Nel 2008 Kevin J. Pecore dedica il suo romanzo “My Iron Lung”, fra gli altri, a Kilgore Trout, «per avermi insegnato il vero significato del Natale.»
L’ultima (per ora?) prova dell’esistenza di Kilgore Trout arriva il 1° aprile 2009, quando lo scrittore italiano Giovanni De Matteo si diverte a giocare un tiro mancino ai lettori del Blog Urania, recensendo in anteprima il numero 77 della collana Urania Collezione dedicato al
Tutto uno scherzo (purtroppo!), con tanto di falsa copertina a cura di Franco Brambilla, ma quante possibilità ci fossero che De Matteo scegliesse per il suo gioco proprio il nome di Kilgore Trout?
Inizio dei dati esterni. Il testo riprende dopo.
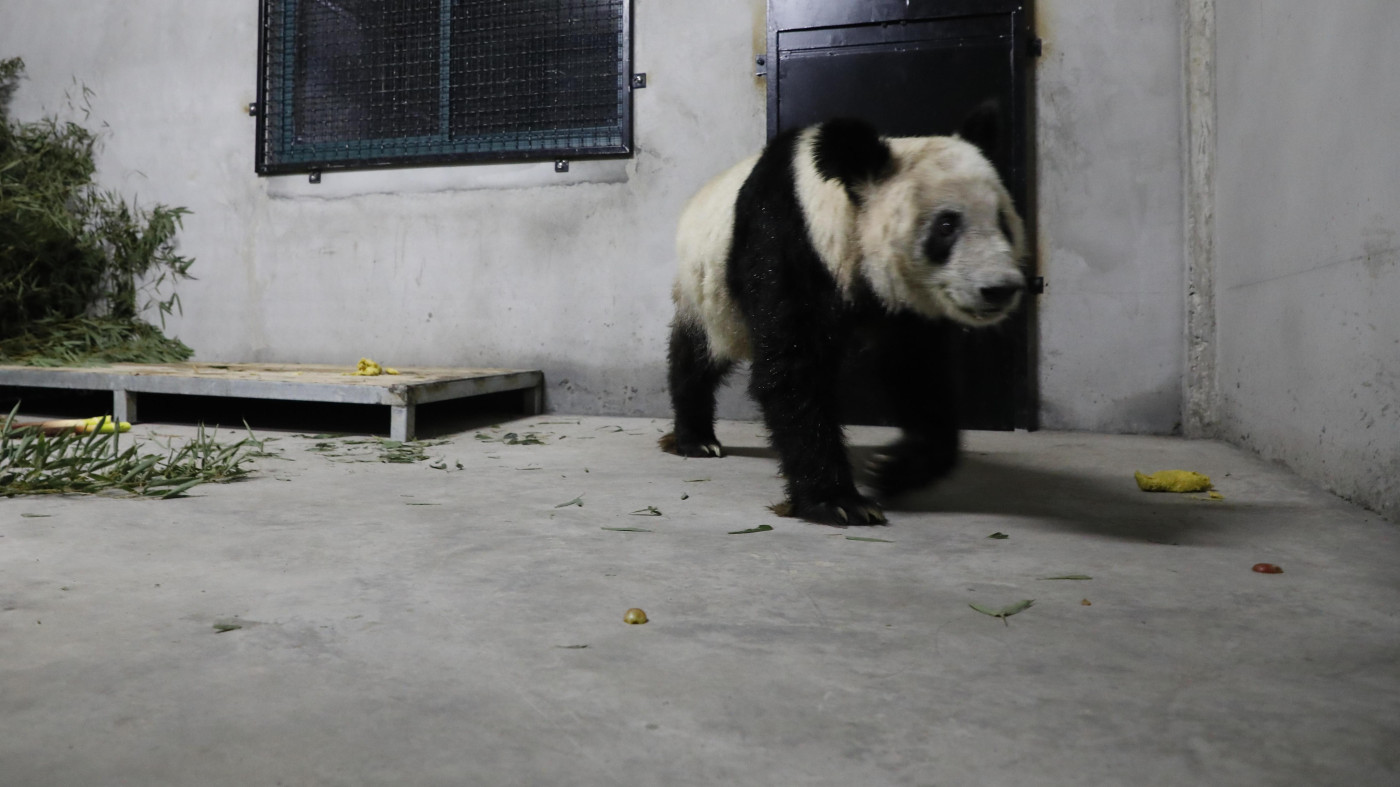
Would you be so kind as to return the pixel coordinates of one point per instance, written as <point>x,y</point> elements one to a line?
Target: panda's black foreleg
<point>695,377</point>
<point>795,388</point>
<point>916,371</point>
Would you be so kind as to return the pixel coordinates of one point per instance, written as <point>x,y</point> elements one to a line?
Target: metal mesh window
<point>366,83</point>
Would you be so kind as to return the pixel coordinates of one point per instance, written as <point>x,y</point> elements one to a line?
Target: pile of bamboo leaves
<point>79,265</point>
<point>32,462</point>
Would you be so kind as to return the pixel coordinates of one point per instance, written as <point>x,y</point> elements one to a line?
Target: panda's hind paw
<point>671,444</point>
<point>840,511</point>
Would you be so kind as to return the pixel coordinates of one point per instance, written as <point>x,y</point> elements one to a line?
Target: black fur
<point>850,151</point>
<point>800,328</point>
<point>983,128</point>
<point>695,375</point>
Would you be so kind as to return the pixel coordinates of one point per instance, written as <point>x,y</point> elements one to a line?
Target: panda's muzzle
<point>1001,296</point>
<point>994,301</point>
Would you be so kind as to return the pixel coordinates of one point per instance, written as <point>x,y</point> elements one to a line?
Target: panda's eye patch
<point>947,224</point>
<point>942,235</point>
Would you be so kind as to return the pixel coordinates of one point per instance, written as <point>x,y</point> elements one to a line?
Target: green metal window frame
<point>282,149</point>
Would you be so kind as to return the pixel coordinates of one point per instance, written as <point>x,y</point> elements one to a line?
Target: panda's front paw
<point>672,444</point>
<point>842,510</point>
<point>909,465</point>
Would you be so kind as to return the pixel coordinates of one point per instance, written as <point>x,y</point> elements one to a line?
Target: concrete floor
<point>406,625</point>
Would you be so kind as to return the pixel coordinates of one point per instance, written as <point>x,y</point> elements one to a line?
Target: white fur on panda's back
<point>830,217</point>
<point>706,233</point>
<point>702,290</point>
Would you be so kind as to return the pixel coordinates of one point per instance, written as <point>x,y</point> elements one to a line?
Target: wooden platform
<point>294,382</point>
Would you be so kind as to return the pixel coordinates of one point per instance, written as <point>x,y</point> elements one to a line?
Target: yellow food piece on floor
<point>1173,481</point>
<point>102,425</point>
<point>368,368</point>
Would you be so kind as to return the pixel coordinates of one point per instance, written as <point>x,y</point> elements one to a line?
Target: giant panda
<point>835,234</point>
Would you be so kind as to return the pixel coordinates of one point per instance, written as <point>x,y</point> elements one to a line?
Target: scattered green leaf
<point>86,464</point>
<point>1005,611</point>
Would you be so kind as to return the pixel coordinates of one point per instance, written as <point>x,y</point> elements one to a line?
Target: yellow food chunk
<point>1172,481</point>
<point>367,368</point>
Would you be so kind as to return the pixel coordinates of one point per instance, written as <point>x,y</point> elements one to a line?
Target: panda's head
<point>937,230</point>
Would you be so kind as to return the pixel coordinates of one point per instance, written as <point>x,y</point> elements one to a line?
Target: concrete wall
<point>457,268</point>
<point>1110,214</point>
<point>1308,238</point>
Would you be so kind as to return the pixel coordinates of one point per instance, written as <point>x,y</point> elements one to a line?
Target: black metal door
<point>919,67</point>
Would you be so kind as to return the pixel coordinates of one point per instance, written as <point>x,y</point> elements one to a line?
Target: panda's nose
<point>1000,294</point>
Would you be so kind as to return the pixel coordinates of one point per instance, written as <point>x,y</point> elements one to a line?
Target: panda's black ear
<point>982,126</point>
<point>850,151</point>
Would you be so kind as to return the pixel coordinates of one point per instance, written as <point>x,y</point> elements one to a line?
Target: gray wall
<point>1110,214</point>
<point>1308,238</point>
<point>499,266</point>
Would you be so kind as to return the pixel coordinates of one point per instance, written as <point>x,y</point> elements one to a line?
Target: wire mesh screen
<point>363,83</point>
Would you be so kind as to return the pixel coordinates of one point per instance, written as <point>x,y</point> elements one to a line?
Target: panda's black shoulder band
<point>850,151</point>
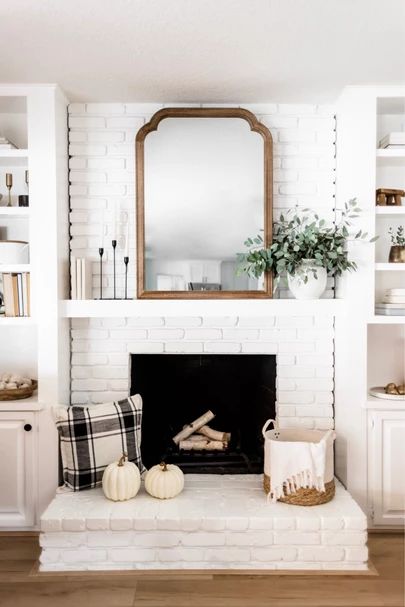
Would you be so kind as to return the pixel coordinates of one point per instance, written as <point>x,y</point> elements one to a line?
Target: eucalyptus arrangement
<point>398,237</point>
<point>305,247</point>
<point>397,251</point>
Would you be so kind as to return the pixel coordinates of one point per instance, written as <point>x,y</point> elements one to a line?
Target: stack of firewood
<point>198,436</point>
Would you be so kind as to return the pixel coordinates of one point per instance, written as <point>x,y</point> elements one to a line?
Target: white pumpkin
<point>164,481</point>
<point>121,480</point>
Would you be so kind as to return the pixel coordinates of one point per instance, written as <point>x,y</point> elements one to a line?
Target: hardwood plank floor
<point>19,587</point>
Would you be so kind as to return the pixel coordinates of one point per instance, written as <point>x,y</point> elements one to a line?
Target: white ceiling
<point>202,50</point>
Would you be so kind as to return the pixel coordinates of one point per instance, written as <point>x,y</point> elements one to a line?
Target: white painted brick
<point>227,555</point>
<point>133,555</point>
<point>166,334</point>
<point>357,554</point>
<point>86,122</point>
<point>260,347</point>
<point>321,554</point>
<point>183,321</point>
<point>344,538</point>
<point>249,538</point>
<point>203,539</point>
<point>180,554</point>
<point>219,321</point>
<point>276,553</point>
<point>183,347</point>
<point>240,334</point>
<point>128,334</point>
<point>260,322</point>
<point>203,334</point>
<point>305,538</point>
<point>220,347</point>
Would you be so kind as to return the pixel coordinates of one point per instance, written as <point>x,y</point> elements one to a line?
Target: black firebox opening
<point>176,389</point>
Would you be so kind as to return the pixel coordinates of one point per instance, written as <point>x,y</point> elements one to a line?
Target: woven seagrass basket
<point>303,496</point>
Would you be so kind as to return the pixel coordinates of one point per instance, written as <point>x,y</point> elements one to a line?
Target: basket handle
<point>266,425</point>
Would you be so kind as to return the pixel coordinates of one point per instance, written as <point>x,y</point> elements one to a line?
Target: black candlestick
<point>114,245</point>
<point>101,253</point>
<point>126,260</point>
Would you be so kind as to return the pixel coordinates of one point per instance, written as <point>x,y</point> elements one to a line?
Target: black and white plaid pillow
<point>91,437</point>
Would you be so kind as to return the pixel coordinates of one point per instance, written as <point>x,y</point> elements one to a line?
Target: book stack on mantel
<point>393,303</point>
<point>16,293</point>
<point>80,278</point>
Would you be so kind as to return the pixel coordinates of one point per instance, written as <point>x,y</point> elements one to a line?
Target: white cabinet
<point>17,448</point>
<point>387,461</point>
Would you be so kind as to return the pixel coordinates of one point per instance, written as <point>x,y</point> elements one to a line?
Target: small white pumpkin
<point>121,480</point>
<point>164,481</point>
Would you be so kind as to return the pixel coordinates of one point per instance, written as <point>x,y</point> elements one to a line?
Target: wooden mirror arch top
<point>194,112</point>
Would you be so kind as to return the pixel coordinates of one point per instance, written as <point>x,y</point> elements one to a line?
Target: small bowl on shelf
<point>18,393</point>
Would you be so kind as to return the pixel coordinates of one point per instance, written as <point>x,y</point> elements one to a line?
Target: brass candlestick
<point>9,184</point>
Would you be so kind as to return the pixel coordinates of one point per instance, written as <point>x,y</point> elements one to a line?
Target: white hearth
<point>218,522</point>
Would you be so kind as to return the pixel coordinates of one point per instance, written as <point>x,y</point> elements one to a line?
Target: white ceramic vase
<point>313,288</point>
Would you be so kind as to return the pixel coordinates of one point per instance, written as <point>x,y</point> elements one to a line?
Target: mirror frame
<point>194,112</point>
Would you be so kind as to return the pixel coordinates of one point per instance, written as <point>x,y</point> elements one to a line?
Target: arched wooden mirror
<point>203,185</point>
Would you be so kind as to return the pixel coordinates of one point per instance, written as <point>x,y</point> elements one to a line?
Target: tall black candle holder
<point>101,253</point>
<point>114,245</point>
<point>126,260</point>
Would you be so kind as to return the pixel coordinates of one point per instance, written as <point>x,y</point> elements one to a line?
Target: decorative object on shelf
<point>101,253</point>
<point>397,250</point>
<point>108,427</point>
<point>121,480</point>
<point>393,303</point>
<point>6,144</point>
<point>16,387</point>
<point>305,248</point>
<point>14,252</point>
<point>393,140</point>
<point>81,278</point>
<point>389,197</point>
<point>298,465</point>
<point>9,184</point>
<point>164,481</point>
<point>16,294</point>
<point>381,392</point>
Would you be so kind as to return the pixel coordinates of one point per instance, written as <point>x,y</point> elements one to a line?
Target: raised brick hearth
<point>218,522</point>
Sicuramente la contesa Vonnegut-Farmer rende il nome molto famoso nell’ambiente fantascientifico, ma a noi piace pensare che questo non sia altro che l’ennesimo vagito che testimonia la nascita a vera vita del falso Trout.
Nel 1973 Kurt Vonnegut, preso nel gorgo del gioco letterario rappresentato dal romanzo “La colazione dei campioni”, scrive: «So chi inventò Kilgore Trout. Io.». Nel 1988, in un’introduzione a “Venere sulla conchiglia”, Philip José Farmer scrive: «Quando mi sedevo alla macchina da scrivere ero Kilgore Trout.» Nel 1991 Daniele Brolli si maschera da Vonnegut e scrive che «Kilgore è stato un uomo abile in ogni tipo di espediente». Nel 1999 Salman Rushdie scorge un romanzo di Kilgore Trout in una libreria, e nel 2009 Giovanni De Matteo annuncia per scherzo la ripubblicazione di un altro suo romanzo. Convinti che non siano gli autori a inventare i personaggi, ma i personaggi stessi a “visitare” gli autori (come diceva anche Dostoevskij), non ci resta che aspettare la prossima “apparizione” di Kilgore Trout... il più vero dei falsi autori.